Zero-Shot Complex Question-Answering on Long Scientific Documents
Wanting Wang
TL;DR
Long scientific documents, especially in social sciences, pose substantial QA challenges due to length, multi-span extraction, and multi-hop reasoning requirements. The authors propose a zero-shot QA pipeline that integrates off-the-shelf pre-trained LMs, Retrieval Augmented Generation, bridge-entity decomposition, and answer ensemble to handle four predefined question types without fine-tuning, validated on the MLpsych dataset of 52 social psychology papers. They introduce novel evaluation metrics—Similar Match and Mentions—to capture semantic and substring-level alignments for long-form answers. Results show robust gains across extractive and long-answer tasks, demonstrating a practical, accessible approach for researchers to extract methodological and analytical information from full papers without heavy ML expertise.
Abstract
With the rapid development in Transformer-based language models, the reading comprehension tasks on short documents and simple questions have been largely addressed.
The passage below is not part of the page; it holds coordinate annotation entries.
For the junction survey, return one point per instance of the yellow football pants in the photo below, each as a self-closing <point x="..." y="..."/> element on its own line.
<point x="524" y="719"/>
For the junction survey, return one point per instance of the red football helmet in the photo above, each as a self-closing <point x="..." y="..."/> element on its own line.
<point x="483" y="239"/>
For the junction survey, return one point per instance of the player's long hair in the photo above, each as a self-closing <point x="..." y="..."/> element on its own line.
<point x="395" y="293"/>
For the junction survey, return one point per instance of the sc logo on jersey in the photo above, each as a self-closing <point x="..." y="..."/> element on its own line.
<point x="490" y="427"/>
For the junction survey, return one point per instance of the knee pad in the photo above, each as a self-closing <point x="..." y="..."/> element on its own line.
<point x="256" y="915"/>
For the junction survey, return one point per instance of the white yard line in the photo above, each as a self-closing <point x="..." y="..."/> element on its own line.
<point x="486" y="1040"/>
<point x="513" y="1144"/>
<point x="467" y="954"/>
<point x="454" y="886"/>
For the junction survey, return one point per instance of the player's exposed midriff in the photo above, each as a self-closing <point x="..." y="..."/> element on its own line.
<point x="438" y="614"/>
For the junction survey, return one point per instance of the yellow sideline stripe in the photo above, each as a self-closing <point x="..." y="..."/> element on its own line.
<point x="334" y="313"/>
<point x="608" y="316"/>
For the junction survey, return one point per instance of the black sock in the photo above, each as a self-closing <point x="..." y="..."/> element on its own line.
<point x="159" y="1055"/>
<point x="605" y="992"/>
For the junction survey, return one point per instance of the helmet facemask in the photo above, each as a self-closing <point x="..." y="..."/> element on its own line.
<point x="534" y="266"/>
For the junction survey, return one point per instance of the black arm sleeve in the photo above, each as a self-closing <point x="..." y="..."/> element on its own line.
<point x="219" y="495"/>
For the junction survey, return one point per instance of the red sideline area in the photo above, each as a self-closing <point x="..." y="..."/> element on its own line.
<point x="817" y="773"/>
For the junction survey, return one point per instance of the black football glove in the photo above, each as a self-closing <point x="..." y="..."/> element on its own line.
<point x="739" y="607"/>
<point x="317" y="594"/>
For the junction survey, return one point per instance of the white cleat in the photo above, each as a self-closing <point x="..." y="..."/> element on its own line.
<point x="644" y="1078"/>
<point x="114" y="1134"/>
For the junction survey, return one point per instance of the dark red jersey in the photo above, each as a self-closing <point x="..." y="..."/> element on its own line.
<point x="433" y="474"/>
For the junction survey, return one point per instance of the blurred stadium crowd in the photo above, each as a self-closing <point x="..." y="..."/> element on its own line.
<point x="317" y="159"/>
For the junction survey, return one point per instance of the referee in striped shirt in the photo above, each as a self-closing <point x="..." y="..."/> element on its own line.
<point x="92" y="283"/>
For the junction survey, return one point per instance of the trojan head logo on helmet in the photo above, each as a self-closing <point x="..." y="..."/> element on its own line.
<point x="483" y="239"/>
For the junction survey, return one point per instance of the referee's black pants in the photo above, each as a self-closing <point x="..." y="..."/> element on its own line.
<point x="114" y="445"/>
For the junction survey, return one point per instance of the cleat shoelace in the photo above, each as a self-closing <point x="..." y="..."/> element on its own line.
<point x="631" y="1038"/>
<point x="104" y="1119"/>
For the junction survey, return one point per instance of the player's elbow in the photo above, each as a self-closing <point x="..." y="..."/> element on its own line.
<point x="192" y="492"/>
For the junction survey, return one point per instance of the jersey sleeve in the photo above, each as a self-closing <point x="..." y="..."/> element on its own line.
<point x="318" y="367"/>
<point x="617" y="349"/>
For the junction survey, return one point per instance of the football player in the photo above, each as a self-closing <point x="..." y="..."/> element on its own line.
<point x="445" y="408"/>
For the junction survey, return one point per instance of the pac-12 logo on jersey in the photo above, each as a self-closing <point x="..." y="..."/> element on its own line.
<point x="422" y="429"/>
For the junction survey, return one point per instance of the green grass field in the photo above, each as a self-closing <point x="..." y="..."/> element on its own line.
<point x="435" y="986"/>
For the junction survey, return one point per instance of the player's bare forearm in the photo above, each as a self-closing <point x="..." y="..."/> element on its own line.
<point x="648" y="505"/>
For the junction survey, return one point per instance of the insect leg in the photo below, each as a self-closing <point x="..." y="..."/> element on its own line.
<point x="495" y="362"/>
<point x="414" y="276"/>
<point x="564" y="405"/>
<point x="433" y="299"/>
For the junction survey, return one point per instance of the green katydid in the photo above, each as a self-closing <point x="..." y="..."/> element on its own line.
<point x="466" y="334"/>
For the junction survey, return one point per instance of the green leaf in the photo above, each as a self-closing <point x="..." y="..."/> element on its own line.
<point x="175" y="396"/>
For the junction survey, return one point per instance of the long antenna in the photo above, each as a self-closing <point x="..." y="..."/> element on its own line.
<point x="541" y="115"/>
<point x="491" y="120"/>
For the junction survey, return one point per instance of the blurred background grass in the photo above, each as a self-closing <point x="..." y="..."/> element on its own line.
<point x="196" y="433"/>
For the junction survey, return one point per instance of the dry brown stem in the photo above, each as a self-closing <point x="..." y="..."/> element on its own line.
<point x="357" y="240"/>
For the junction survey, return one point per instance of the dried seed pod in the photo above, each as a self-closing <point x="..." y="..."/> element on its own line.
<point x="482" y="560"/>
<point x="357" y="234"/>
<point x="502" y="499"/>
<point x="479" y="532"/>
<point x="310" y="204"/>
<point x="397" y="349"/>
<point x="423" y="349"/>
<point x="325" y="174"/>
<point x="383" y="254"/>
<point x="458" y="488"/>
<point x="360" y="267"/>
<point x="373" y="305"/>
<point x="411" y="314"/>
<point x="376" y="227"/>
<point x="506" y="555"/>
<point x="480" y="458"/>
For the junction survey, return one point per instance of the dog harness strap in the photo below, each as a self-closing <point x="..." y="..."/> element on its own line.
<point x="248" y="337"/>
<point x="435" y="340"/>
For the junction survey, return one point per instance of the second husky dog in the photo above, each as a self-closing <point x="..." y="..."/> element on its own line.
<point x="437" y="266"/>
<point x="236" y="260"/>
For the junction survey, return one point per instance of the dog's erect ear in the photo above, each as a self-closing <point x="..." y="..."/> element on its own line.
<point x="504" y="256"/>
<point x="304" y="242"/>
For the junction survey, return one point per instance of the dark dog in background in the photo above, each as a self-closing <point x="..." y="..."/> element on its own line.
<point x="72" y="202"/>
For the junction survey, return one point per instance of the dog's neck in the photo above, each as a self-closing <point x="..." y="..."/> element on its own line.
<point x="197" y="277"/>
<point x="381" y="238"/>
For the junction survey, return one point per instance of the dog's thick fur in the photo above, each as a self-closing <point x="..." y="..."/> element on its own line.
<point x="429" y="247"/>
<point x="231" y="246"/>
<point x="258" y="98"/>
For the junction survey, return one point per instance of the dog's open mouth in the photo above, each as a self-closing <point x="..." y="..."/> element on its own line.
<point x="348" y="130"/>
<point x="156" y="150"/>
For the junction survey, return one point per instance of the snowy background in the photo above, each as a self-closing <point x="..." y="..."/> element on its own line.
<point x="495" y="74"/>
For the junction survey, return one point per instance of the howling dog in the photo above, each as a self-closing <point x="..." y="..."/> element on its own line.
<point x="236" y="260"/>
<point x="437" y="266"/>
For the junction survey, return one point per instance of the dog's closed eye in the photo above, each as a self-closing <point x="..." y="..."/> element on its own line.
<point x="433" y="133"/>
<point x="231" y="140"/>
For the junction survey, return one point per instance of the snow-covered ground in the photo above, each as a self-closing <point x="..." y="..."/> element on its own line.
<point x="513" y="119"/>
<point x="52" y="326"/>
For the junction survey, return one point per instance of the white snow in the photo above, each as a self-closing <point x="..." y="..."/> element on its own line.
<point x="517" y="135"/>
Long documents, specifically the scientific documents that are densely packed with knowledge discovered and developed by humans, remain relatively unexplored. These documents often come with a set of complex and more realistic questions, adding to their complexity. We present a zero-shot pipeline framework that enables social science researchers to perform question-answering tasks that are complex yet of predetermined question formats on full-length research papers without requiring machine learning expertise. Our approach integrates pre-trained language models to handle challenging scenarios including multi-span extraction, multi-hop reasoning, and long-answer generation. Evaluating on MLPsych, a novel dataset of social psychology papers with annotated complex questions, we demonstrate that our framework achieves strong performance through combination of extractive and generative models. This work advances document understanding capabilities for social sciences while providing practical tools for researchers.